LaMI-GO: Latent Mixture Integration for Goal-Oriented Communications Achieving High Spectrum Efficiency
Achintha Wijesinghe, Suchinthaka Wanninayaka, Weiwei Wang, Yu-Chieh Chao, Songyang Zhang, Zhi Ding
TL;DR
LaMI-GO introduces a latent-domain GO-COM framework that combines a shared codebook with latent diffusion (via a text-conditioned Paella backbone) to achieve high spectrum efficiency for goal-oriented tasks. It replaces pixel-domain reconstruction with a latent index-based representation and employs latent mixture integration to recover images without retraining, achieving strong perceptual quality and improved downstream task performance under constrained bandwidth. The approach demonstrates robustness to channel noise and packet loss, outperforming state-of-the-art GO-COM methods in reconstruction quality and bandwidth efficiency, while maintaining practical showtime speeds. This work highlights the potential of latent diffusion with structured masking strategies (PRM, PDM, EBM) for scalable, privacy-preserving, and task-driven communications in future wireless systems.
Abstract
The recent rise of semantic-style communications includes the development of goal-oriented communications (GOCOMs) remarkably efficient multimedia information transmissions. The concept of GO-COMS leverages advanced artificial intelligence (AI) tools to address the rising demand for bandwidth efficiency in applications, such as edge computing and Internet-of-Things (IoT).
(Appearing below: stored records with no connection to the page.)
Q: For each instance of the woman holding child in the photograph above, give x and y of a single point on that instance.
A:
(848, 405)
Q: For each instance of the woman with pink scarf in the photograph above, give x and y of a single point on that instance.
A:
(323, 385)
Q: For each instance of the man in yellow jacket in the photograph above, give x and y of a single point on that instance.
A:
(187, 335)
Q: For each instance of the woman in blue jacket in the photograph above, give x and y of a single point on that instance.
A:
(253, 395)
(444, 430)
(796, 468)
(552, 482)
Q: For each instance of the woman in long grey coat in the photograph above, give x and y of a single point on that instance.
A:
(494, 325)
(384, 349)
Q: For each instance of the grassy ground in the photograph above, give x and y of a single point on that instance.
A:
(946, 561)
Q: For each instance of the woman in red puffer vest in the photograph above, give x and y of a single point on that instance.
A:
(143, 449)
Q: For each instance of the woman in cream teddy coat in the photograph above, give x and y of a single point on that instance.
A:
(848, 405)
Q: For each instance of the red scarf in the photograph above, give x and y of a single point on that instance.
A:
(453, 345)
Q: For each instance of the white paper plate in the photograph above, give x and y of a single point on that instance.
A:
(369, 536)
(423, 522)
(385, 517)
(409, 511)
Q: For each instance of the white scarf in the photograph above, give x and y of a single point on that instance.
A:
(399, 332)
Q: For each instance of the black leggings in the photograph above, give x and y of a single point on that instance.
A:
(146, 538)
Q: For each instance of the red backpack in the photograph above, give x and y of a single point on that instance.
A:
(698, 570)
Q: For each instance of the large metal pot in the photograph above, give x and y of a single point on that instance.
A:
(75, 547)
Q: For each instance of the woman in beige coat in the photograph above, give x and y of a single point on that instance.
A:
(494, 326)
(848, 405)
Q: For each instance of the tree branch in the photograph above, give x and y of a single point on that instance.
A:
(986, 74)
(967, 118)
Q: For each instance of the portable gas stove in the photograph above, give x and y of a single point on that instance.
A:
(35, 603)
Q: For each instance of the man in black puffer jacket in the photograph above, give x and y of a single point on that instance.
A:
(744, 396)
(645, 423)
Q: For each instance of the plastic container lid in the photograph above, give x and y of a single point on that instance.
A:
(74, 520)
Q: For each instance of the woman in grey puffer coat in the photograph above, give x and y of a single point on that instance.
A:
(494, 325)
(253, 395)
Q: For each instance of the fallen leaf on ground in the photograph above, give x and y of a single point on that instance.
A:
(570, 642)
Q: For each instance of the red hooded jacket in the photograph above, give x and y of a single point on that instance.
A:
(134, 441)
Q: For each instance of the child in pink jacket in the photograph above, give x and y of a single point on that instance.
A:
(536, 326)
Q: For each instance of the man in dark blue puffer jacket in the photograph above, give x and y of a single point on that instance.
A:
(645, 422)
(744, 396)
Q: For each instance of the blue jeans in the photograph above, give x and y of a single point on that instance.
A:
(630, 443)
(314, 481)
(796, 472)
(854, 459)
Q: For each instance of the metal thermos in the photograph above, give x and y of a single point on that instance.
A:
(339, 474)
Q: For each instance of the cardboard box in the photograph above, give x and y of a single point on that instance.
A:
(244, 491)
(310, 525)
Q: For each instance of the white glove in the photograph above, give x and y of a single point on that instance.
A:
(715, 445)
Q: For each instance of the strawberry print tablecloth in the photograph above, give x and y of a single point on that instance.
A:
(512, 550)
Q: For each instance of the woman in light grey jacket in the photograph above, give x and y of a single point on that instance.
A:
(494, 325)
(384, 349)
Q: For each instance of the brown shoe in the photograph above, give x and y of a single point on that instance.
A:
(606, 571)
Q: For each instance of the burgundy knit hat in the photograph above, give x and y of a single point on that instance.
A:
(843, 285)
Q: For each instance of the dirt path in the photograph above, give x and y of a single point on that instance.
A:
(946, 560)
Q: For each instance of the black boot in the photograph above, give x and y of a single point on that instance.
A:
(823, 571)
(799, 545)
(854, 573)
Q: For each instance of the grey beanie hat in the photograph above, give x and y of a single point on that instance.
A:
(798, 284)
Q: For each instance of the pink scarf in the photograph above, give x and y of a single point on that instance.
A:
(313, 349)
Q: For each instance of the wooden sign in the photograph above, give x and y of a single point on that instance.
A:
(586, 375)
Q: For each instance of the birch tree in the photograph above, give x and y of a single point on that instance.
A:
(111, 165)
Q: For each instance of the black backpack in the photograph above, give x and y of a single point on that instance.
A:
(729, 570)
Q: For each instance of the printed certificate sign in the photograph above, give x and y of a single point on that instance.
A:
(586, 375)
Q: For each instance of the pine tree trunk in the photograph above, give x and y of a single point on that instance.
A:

Unlike traditional communication systems focusing on source data accuracy, GO-COMs provide intelligent message delivery catering to the special needs critical to accomplishing downstream tasks at the receiver. In this work, we present a novel GO-COM framework, namely LaMI-GO that utilizes emerging generative AI for better quality-of-service (QoS) with ultra-high communication efficiency. Specifically, we design our LaMI-GO system backbone based on a latent diffusion model followed by a vector-quantized generative adversarial network (VQGAN) for efficient latent embedding and information representation. The system trains a common feature codebook the receiver side. Our experimental results demonstrate substantial improvement in perceptual quality, accuracy of downstream tasks, and bandwidth consumption over the state-of-the-art GOCOM systems and establish the power of our proposed LaMI-GO communication framework.